Viação Aérea Brasil
- Founded: 1946
- Commenced operations: 1947
- Ceased operations: 1953
- Key people: Alberto Murtinho Haroldo Aguinaga Hilton Machado

= Viabras =

Brazilian airline

Viação Aérea Brasil S/A commonly known by its acronym Viabras was a Brazilian airline founded in 1946. In 1953 it was sold to Transportes Aéreos Nacional.

==History==
Viação Aérea Brasil – Viabras was founded on April 11, 1946 and on August 16 of the same year it was authorized to start services, which actually started only in March, 1947. It had a fleet of Douglas DC-3 aircraft and operated from Rio de Janeiro to locations in the states of Minas Gerais, Goiás and Mato Grosso.
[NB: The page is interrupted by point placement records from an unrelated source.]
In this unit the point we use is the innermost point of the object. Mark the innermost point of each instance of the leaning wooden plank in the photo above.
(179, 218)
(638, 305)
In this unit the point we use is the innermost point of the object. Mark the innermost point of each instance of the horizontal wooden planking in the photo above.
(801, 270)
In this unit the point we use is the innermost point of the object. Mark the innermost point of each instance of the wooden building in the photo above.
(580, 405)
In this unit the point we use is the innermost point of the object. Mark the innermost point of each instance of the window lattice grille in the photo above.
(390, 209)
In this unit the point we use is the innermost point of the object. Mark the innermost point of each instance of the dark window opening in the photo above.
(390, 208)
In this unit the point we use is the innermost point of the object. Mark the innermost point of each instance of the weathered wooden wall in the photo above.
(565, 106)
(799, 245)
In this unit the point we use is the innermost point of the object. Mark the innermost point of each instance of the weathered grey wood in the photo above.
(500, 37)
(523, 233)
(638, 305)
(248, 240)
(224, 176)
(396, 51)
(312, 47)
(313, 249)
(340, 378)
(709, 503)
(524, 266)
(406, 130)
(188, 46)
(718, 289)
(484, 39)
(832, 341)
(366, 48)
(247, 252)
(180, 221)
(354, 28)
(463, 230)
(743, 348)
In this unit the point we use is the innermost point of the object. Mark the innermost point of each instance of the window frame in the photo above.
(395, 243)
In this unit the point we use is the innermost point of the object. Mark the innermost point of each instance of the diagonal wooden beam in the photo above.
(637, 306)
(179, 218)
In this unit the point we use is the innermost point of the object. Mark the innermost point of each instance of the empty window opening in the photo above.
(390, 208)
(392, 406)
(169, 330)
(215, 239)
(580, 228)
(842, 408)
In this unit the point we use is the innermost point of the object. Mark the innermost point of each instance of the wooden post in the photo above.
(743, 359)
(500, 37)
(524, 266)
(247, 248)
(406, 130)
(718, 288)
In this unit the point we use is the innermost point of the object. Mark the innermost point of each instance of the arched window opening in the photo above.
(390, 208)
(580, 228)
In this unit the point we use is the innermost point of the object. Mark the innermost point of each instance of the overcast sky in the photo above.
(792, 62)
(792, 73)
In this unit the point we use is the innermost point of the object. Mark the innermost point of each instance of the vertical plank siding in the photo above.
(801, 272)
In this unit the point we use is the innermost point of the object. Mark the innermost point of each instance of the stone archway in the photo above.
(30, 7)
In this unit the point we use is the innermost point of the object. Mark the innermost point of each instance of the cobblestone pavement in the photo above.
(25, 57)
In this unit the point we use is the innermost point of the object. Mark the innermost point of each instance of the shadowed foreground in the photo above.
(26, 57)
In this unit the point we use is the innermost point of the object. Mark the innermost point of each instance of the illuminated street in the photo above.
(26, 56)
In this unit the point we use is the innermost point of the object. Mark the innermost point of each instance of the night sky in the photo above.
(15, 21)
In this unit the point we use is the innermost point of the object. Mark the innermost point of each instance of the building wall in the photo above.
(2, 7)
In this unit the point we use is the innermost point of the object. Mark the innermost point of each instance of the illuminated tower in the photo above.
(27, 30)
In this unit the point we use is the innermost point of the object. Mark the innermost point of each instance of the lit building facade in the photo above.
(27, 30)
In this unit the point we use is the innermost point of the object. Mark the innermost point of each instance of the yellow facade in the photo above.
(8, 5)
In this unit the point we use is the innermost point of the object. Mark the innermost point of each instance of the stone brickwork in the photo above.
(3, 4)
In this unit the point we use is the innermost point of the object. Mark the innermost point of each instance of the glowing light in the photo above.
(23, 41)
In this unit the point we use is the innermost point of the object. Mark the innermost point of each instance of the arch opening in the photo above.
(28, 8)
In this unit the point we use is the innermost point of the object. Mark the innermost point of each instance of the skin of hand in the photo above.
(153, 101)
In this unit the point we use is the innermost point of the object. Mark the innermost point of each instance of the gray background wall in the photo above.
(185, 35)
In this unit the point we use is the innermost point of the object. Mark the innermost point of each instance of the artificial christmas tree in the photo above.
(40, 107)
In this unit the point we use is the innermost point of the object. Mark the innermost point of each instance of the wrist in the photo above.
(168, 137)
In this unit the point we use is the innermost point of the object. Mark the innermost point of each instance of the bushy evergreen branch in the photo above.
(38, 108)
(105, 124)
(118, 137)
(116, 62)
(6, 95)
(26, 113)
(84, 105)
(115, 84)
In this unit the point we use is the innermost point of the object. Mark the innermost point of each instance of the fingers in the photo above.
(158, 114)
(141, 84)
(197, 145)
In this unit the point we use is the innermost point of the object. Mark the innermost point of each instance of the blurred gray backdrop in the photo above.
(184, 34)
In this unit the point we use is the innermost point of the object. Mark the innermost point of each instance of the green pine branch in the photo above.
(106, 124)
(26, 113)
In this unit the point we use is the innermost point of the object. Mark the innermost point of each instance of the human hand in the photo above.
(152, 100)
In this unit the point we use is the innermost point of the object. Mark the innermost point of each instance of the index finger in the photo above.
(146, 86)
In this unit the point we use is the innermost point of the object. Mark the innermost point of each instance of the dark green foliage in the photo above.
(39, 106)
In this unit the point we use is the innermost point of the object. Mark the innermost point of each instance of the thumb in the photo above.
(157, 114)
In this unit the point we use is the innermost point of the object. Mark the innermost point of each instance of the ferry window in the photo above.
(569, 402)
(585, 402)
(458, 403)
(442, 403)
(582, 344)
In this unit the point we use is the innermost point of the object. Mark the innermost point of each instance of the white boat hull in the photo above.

In 1949 Viabras started an operational agreement with Transportes Aéreos Nacional, which purchased the airline in 1953.

==Destinations==
In 1949 Viabras served the following cities:
- Belo Horizonte
- Cuiabá
- Goiânia
- Rio de Janeiro
- Rio Verde
- Uberlândia

==Fleet==

Viabras fleet
| Aircraft | Total | Years of operation | Notes |
|---|---|---|---|
| Douglas DC-3/C-47 | 4 | 1947–1953 |  |

==Accidents and incidents==

- 12 August 1952: a Douglas DC-3/C-47A-80-DL registration PP-ANH operated by Nacional en route from Rio Verde to Goiânia crashed following an in-flight bomb explosion at the location of Palmeiras de Goiás. All 24 passengers and crew died.